Figure 7. MDMs and monocytes isolated from older individuals exhibit higher levels of IRF5 expression.

(A–F) Constitutive mRNA expression of (A) MDA5, (B) MAVS, (C) TRAF6, (D) IRF3, (E) IRF7, and (F) IRF5 in MDMs and monocytes was assessed via RT-qPCR. (G and H) Western blot analysis for constitutive IRF5 expression in MDMs and monocytes. Data are displayed as mean ± SEM, with each dot representing a donor. Statistical significance was assessed via unpaired t tests (A–H). *P < 0.05.

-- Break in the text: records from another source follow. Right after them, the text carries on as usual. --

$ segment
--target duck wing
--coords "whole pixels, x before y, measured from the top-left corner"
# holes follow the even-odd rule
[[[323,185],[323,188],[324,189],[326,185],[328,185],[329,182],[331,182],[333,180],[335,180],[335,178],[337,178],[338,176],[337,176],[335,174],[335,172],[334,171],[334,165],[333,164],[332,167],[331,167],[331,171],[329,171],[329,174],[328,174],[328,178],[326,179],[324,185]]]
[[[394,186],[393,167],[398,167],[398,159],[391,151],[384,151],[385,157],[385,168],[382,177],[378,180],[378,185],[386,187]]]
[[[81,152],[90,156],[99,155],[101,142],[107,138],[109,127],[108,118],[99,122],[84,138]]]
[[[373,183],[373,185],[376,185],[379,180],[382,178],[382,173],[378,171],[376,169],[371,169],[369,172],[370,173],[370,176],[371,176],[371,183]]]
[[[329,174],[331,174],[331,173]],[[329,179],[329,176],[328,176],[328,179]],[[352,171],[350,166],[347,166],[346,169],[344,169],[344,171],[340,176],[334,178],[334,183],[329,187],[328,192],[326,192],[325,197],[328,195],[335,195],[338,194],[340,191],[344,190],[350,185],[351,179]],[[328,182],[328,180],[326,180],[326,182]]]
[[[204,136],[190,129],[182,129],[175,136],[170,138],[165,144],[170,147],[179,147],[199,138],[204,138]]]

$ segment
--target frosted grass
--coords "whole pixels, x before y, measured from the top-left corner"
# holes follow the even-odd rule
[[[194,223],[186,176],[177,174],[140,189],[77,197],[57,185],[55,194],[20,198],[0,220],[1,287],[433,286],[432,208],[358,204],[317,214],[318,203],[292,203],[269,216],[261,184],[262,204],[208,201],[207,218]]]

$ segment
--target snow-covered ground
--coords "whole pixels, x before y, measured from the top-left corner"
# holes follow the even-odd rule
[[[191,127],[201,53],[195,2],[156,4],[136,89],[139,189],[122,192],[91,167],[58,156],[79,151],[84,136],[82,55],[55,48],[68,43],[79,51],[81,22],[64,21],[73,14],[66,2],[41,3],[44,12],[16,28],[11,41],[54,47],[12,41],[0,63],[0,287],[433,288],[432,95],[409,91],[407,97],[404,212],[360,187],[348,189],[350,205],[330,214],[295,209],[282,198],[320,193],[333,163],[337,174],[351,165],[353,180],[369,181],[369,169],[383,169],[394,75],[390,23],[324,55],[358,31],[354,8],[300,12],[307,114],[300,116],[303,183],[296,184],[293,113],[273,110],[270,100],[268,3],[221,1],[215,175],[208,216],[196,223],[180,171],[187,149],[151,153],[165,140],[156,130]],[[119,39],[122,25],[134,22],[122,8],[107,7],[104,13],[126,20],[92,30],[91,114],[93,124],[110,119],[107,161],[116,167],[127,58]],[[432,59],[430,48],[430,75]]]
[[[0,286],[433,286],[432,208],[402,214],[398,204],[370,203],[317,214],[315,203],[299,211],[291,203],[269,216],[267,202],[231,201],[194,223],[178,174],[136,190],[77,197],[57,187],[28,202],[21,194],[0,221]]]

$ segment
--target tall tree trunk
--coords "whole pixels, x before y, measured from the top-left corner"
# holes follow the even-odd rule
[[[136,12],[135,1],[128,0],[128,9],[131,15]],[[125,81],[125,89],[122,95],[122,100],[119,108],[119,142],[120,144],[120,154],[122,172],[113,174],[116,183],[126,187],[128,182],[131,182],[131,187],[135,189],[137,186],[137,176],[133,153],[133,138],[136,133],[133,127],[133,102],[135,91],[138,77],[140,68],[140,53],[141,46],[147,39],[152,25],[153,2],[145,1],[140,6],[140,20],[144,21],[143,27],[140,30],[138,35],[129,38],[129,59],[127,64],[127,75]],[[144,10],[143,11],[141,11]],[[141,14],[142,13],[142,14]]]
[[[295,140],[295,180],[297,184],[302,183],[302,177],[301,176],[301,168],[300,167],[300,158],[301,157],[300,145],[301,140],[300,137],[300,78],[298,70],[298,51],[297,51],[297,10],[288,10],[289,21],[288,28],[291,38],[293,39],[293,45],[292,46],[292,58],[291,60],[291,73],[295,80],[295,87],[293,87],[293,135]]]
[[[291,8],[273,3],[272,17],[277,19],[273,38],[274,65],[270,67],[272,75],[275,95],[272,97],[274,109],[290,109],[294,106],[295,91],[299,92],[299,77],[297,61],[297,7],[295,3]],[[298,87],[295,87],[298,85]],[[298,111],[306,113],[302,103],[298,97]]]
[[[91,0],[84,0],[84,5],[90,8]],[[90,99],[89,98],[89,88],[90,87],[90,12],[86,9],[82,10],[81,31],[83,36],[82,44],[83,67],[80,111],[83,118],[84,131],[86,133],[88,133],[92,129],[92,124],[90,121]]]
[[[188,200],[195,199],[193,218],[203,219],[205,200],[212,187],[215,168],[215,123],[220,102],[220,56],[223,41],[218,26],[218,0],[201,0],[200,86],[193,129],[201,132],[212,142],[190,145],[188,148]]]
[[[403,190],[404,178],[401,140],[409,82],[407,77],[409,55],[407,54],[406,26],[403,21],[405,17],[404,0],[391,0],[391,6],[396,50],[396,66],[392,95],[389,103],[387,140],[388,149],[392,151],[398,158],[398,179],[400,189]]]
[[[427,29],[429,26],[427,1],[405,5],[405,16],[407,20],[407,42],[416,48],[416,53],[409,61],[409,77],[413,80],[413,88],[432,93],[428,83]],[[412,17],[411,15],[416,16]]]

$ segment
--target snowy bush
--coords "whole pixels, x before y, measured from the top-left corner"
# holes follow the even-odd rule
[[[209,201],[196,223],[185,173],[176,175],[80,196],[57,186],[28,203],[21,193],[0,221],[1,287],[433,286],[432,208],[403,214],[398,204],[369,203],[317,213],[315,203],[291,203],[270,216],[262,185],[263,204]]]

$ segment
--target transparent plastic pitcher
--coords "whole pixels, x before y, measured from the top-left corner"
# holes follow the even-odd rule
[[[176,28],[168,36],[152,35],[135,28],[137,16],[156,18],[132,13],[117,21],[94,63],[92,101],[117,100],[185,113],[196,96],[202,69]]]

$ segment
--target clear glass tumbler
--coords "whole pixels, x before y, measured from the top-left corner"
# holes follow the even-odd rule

Figure 8. MDMs isolated from older donors exhibit higher levels of HIV-1–induced immune activation.

(A) RNA isolated from LaiΔenvGFP/G-infected MDMs (MOI 2) was analyzed via Nanostring nCounter using the Myeloid Innate Immunity V2 panel. Baseline expression of the gene panel was calculated using nSolver and plotted as a ratio of old (HIV) versus young (HIV) with IRFs (red) highlighted. The dashed line represents a P value of 0.05. (B) Raw count values for IRF3, IRF5, and IRF7 were plotted to assess differences. (C and D) Fold changes in innate immune gene expression in HIV-infected MDMs with or without EFV were plotted. Data from MDMs from (C) older (>50 yo) and (D) younger (<35 yo) donors are shown. Differentially expressed ISGs (blue) and IRFs/IRF targets (red) are highlighted. The dashed line represents a P value of 0.05. (E and F) Supernatants were analyzed for (E) p24gag production and (F) IP-10 levels via ELISA. (G) IP-10 levels were normalized to those of p24gag for each donor. (H) MDMs were transfected with either control or IRF5 targeting siRNA prior to infection with LaiΔenvGFP/G. IP-10 and p24gag secretion was measured at 3 dpi. Data are represented as mean ± SEM, with each dot representing an individual donor (B and E–G) or with each dot representing a target gene (A, C, and D). Significance was assessed via unpaired 2-tailed t test (A, B, and E–G), paired 2-tailed t test (C and D), or 1-way ANOVA with Tukey’s multiple-comparison test (H). *P < 0.05.